If leaders want communities to lead local change then community members need to be given time to opt-in, get their head around what’s being asked of them, and move at their own pace.
“We need approaches in which we deliberately and proactively try to understand issues around power. We need to think consciously about whose voice might be the thinnest or the hardest to hear (and that approach will usually help the consumer).”
Royal Commission witness statement of Cath Roper, 2 June 2020, PARA. 90.20
Co-design with authenticity in the real world
Recently, we’ve been developing and delivering a course with the Victorian mental health sector and government called Co-design with Authenticity in the Real World.

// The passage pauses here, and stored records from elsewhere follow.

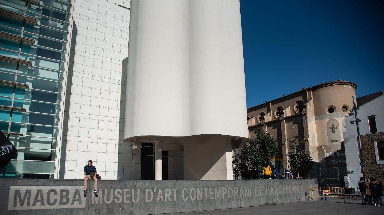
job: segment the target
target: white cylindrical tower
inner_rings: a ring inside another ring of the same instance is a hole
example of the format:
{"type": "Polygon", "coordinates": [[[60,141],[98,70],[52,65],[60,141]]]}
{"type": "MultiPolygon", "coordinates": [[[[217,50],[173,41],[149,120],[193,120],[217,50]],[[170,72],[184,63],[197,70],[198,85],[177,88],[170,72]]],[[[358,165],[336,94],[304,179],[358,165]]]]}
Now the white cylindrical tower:
{"type": "Polygon", "coordinates": [[[232,178],[248,137],[238,0],[132,0],[127,82],[126,141],[184,145],[185,179],[232,178]]]}

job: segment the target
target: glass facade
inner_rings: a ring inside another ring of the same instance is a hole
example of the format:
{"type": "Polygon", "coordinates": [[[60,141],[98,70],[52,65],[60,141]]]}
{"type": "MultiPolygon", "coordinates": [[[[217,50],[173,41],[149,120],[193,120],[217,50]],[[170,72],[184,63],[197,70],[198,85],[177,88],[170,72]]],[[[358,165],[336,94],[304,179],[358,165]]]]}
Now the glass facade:
{"type": "Polygon", "coordinates": [[[0,178],[53,178],[71,0],[0,0],[0,178]]]}

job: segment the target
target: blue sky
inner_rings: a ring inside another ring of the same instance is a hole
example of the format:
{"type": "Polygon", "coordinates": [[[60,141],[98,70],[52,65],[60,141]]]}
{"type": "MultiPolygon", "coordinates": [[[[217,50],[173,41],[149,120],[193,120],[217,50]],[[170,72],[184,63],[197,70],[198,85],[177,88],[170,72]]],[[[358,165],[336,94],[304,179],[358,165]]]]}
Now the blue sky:
{"type": "Polygon", "coordinates": [[[384,90],[384,1],[240,0],[247,108],[328,81],[384,90]]]}

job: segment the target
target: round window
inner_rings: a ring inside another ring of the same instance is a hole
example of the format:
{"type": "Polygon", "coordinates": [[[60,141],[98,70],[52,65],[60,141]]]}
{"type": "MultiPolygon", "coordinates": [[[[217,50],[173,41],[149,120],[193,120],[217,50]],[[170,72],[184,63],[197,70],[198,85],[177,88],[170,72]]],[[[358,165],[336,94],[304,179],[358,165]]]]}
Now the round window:
{"type": "Polygon", "coordinates": [[[328,112],[329,113],[332,113],[335,112],[335,108],[333,107],[330,107],[328,108],[328,112]]]}
{"type": "Polygon", "coordinates": [[[293,106],[293,111],[296,113],[301,112],[306,107],[306,105],[304,104],[304,102],[301,100],[299,100],[295,103],[293,106]]]}
{"type": "Polygon", "coordinates": [[[260,113],[257,115],[257,122],[260,123],[264,121],[265,115],[265,113],[264,112],[260,112],[260,113]]]}
{"type": "Polygon", "coordinates": [[[275,110],[275,112],[273,113],[273,115],[275,118],[276,119],[280,118],[280,117],[284,114],[284,112],[283,111],[284,109],[284,108],[281,106],[277,107],[277,108],[275,110]]]}
{"type": "Polygon", "coordinates": [[[349,108],[348,108],[348,106],[347,105],[343,105],[342,107],[341,107],[341,111],[343,112],[347,112],[348,111],[348,109],[349,108]]]}

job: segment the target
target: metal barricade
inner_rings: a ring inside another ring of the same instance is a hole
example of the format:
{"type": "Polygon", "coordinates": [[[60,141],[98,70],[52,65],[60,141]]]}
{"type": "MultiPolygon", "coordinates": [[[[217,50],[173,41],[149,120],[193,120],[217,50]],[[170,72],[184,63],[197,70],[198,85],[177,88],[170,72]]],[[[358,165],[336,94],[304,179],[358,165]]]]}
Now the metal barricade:
{"type": "Polygon", "coordinates": [[[314,201],[312,199],[313,197],[342,198],[345,203],[345,192],[342,187],[311,187],[310,188],[310,202],[314,201]]]}

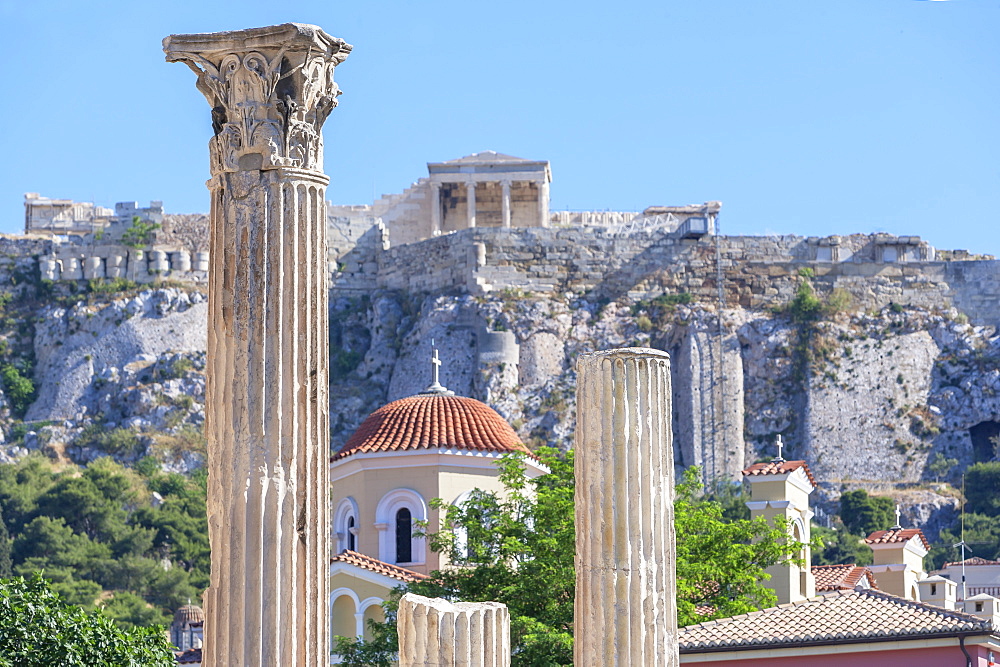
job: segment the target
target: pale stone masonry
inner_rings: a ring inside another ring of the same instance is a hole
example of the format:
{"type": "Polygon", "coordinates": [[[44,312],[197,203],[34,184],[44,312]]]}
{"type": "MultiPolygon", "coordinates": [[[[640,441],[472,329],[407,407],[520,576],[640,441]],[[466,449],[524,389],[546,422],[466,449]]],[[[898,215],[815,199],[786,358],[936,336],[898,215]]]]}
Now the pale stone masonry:
{"type": "Polygon", "coordinates": [[[399,667],[509,667],[510,614],[499,602],[407,593],[399,600],[399,667]]]}
{"type": "Polygon", "coordinates": [[[669,367],[646,348],[578,362],[576,665],[679,664],[669,367]]]}
{"type": "Polygon", "coordinates": [[[323,122],[350,53],[316,26],[171,35],[212,108],[204,664],[328,665],[323,122]]]}

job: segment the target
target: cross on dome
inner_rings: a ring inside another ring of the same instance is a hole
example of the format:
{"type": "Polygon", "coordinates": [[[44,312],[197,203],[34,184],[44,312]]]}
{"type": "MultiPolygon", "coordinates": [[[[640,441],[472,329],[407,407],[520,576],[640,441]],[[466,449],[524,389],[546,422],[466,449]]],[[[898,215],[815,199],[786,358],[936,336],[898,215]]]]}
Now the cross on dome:
{"type": "Polygon", "coordinates": [[[434,345],[434,339],[431,339],[431,349],[434,351],[433,356],[431,356],[431,384],[426,389],[424,389],[422,394],[447,394],[453,396],[455,392],[449,391],[447,387],[441,384],[441,358],[438,356],[437,347],[434,345]]]}

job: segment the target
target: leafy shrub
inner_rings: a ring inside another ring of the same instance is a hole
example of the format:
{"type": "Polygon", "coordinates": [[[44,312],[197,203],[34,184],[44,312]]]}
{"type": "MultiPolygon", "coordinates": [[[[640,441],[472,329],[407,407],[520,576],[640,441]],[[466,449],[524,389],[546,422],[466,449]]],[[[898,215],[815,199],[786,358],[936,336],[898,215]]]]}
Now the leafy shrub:
{"type": "Polygon", "coordinates": [[[13,364],[0,367],[0,378],[3,379],[4,392],[11,409],[18,417],[23,417],[35,400],[35,383],[22,375],[20,369],[13,364]]]}
{"type": "Polygon", "coordinates": [[[39,575],[0,581],[0,667],[172,667],[163,628],[123,630],[67,605],[39,575]]]}

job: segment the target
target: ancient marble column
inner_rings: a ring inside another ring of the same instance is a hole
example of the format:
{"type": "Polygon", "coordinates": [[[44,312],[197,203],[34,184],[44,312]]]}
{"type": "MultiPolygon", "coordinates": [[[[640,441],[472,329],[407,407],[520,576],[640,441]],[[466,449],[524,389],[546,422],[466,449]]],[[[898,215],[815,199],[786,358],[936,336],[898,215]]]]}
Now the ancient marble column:
{"type": "Polygon", "coordinates": [[[670,357],[594,352],[577,371],[574,664],[673,667],[670,357]]]}
{"type": "Polygon", "coordinates": [[[399,667],[509,667],[510,614],[499,602],[407,593],[399,600],[399,667]]]}
{"type": "Polygon", "coordinates": [[[538,226],[549,226],[549,183],[541,181],[538,184],[538,226]]]}
{"type": "Polygon", "coordinates": [[[212,109],[204,662],[329,665],[323,121],[351,46],[286,23],[163,40],[212,109]]]}
{"type": "Polygon", "coordinates": [[[500,181],[501,197],[500,211],[503,216],[503,226],[510,228],[510,181],[500,181]]]}
{"type": "Polygon", "coordinates": [[[441,234],[441,184],[431,183],[431,236],[441,234]]]}
{"type": "Polygon", "coordinates": [[[469,181],[465,184],[466,215],[468,217],[469,229],[476,226],[476,182],[469,181]]]}

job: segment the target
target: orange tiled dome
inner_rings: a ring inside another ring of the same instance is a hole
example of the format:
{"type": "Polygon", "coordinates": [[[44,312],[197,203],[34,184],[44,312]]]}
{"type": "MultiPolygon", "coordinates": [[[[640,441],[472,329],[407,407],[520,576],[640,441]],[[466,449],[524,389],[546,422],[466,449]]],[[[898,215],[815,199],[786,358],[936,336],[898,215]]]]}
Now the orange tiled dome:
{"type": "Polygon", "coordinates": [[[437,447],[528,453],[510,424],[485,403],[463,396],[424,393],[393,401],[368,415],[333,460],[358,452],[437,447]]]}
{"type": "Polygon", "coordinates": [[[205,612],[190,602],[174,612],[174,623],[204,623],[205,612]]]}

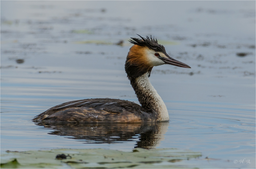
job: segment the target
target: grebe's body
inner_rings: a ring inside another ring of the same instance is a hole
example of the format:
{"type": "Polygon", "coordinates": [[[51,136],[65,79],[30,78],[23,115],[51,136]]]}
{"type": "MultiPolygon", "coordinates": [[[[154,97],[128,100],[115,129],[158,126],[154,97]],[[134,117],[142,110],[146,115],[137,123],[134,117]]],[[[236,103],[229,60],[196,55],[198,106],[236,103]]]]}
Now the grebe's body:
{"type": "Polygon", "coordinates": [[[163,101],[149,77],[153,67],[168,64],[191,68],[170,57],[164,47],[152,37],[132,38],[125,68],[139,105],[119,99],[91,99],[67,102],[39,114],[34,121],[140,122],[167,121],[169,116],[163,101]]]}

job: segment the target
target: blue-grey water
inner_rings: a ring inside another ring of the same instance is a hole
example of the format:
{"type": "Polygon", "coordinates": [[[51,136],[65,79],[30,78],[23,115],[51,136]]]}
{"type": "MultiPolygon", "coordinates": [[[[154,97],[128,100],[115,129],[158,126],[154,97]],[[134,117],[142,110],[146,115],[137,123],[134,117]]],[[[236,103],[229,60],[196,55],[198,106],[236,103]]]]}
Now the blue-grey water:
{"type": "Polygon", "coordinates": [[[139,145],[141,131],[151,127],[64,128],[31,120],[76,100],[139,103],[124,67],[132,45],[128,40],[137,34],[154,36],[171,57],[192,68],[165,65],[152,70],[151,82],[170,116],[154,133],[153,148],[201,152],[199,159],[177,162],[192,168],[255,168],[255,1],[1,1],[1,153],[130,151],[139,145]],[[123,138],[109,135],[125,130],[131,133],[123,138]]]}

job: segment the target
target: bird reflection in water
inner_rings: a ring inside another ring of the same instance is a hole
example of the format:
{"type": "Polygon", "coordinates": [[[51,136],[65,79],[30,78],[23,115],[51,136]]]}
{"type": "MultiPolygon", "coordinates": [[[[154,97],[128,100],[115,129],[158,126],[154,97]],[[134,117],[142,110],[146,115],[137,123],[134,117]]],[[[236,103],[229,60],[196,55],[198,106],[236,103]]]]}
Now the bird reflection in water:
{"type": "Polygon", "coordinates": [[[169,122],[143,123],[51,123],[42,121],[37,125],[53,131],[48,133],[85,140],[85,143],[122,143],[139,135],[134,148],[155,148],[164,139],[169,122]]]}

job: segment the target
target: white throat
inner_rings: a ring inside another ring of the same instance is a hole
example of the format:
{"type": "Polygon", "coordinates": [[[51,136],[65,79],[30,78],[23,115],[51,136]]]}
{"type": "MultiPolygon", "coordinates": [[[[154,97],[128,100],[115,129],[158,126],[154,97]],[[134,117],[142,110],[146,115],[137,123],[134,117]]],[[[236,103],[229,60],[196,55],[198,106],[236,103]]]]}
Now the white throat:
{"type": "Polygon", "coordinates": [[[157,121],[168,121],[169,115],[166,106],[150,82],[149,73],[147,73],[136,78],[135,82],[140,92],[136,94],[137,97],[142,106],[146,104],[154,110],[155,112],[153,113],[156,114],[157,121]]]}

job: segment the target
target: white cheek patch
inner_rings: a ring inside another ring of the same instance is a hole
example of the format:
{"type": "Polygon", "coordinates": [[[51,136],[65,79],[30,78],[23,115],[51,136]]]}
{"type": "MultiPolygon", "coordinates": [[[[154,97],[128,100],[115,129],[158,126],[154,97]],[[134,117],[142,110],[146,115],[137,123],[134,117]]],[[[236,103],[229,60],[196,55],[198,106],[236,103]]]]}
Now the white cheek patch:
{"type": "MultiPolygon", "coordinates": [[[[164,62],[155,56],[155,52],[153,50],[148,49],[147,50],[146,57],[150,64],[152,66],[156,66],[164,64],[164,62]]],[[[161,55],[160,56],[165,56],[162,53],[161,53],[160,55],[161,55]]]]}

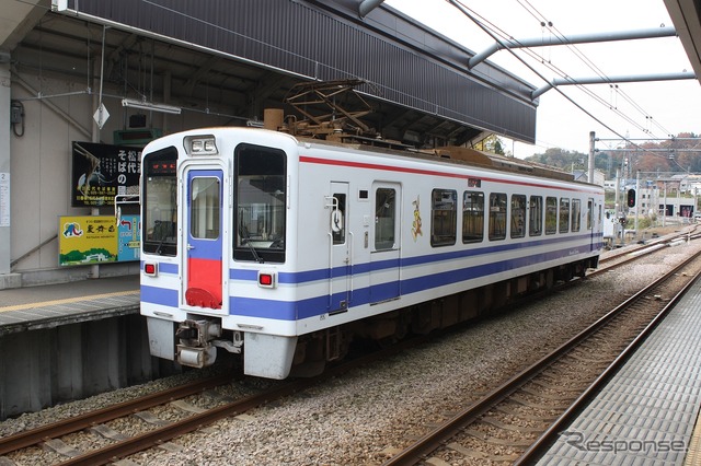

The course focuses on co-design as a pragmatic challenge, but also an emotional challenge. The sharing of power demanded by ‘co’ doesn’t come easy; the power dynamics we’re comfortable working in (and perhaps not even aware of) are deeply ingrained in all of us. The ‘design’ asks us to learn through doing, to experiment, to test, to question the assumptions we’ve been operating on, perhaps for decades. That’s not easy either.
Time and safe space need to be created for developing these new behaviours in the implementation of the reforms. Leaders need to show compassion for the change they are asking their staff to embrace, and need to reflect on their own behaviours relating to sharing power and embracing experimentation.
What will it take to lead mental health reform in Australia?
Mental Health Reform Victoria is now faced with the unenviable task of turning these recommendations into actions and outcomes, and to be seen to be doing so efficiently and effectively while under scrutiny from the public, the sector and ministers. Commission chair Penny Armytage is hopeful the recommendations will be a blueprint for reform not just in Victoria, but across the country.
To make this happen, the Mental Health Reform Victoria and the minister will need to model the kinds of behaviours they want to see in their teams, and provide ongoing development to grow and challenge their teams – and allow time for transformation of cultures of power sharing and experimentation.
For this kind of reform, one that seeks to shift the power balance toward people with lived experience, success will be as much about how the reforms are led as the milestones and KPIs.